No Brasil as discussões que estão relacionadas à diversidade sexual vão ser inauguradas com a tradução do campo das feminists geography e da queer geography. Traduzidas para o português, as Geografias feministas e das sexualidades tem influencias teórico-metodológicas pós-estruturalistas. A Geografia das sexualidades é uma dissidência das Geografias feministas construcionistas que até então dominava os espaços acadêmicos da União Geográfica Internacional (UGI) (SILVA, 2009a).

A Geografia das sexualidades no campo em que vamos nos debruçar para entender nosso objeto está em constante (re) construção, e no Brasil é a proposta metodológica mais prática de infiltrar geograficamente no debate da diversidade sexual. A Geografia das sexualidades, como sua própria fundação anuncia, é retroalimentada pela teoria queer de Judith Butler. “A teoria queer, portanto, além de sua importância capital em reconhecer a formação de comunidades e culturas sexuais, é um espaço teórico no qual se pode evidenciar a exclusão e a marginalização de determinados grupos sociais nas atividades econômicas e políticas, frutos da homofobia” (SILVA, 2009a, p. 44).

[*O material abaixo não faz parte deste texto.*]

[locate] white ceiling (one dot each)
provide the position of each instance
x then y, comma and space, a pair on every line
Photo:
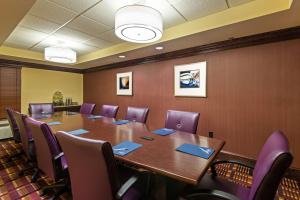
88, 25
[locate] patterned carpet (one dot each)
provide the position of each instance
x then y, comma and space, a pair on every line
14, 187
288, 188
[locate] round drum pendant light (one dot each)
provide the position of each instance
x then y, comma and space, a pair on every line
139, 24
60, 55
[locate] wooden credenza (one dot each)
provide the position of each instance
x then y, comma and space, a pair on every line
10, 88
70, 108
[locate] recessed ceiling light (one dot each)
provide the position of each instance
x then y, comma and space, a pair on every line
60, 54
159, 48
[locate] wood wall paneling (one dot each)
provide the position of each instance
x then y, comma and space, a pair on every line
10, 89
251, 92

A Geografia das sexualidades se pauta na espacialização da desconstrução da linearidade sexo/gênero/desejo. A geografia das sexualidades abrange os desejos, as identidades e as condutas sexuais que são estabelecidas no processo de regulação social cotidiana, e, sendo assim, a sexualidade é vivida temporal e espacialmente de diferentes formas. (SILVA, 2009b) As produções das geografias queer de tradição anglófona, e das sexualidades no Brasil tradicionalmente produziu sobre as corporalidades gays e lésbicas. Depois com as corporalidades trans. Não se preocuparam com as dinâmicas socioespaciais do movimento político LGBT em si. A proposta teórico-metodológica da Geografia das sexualidades inclui alguns cuidados. Estes cuidados se referem às noções de posicionalidade e reflexibilidade do pesquisador. A posicionalidade do pesquisador se refere à de que posição geográfica, social, política está seu

75 olhar. É preciso ter a consciência de que toda pesquisa é posicionada. Este é fundamental para mostrar um dado político da pesquisa.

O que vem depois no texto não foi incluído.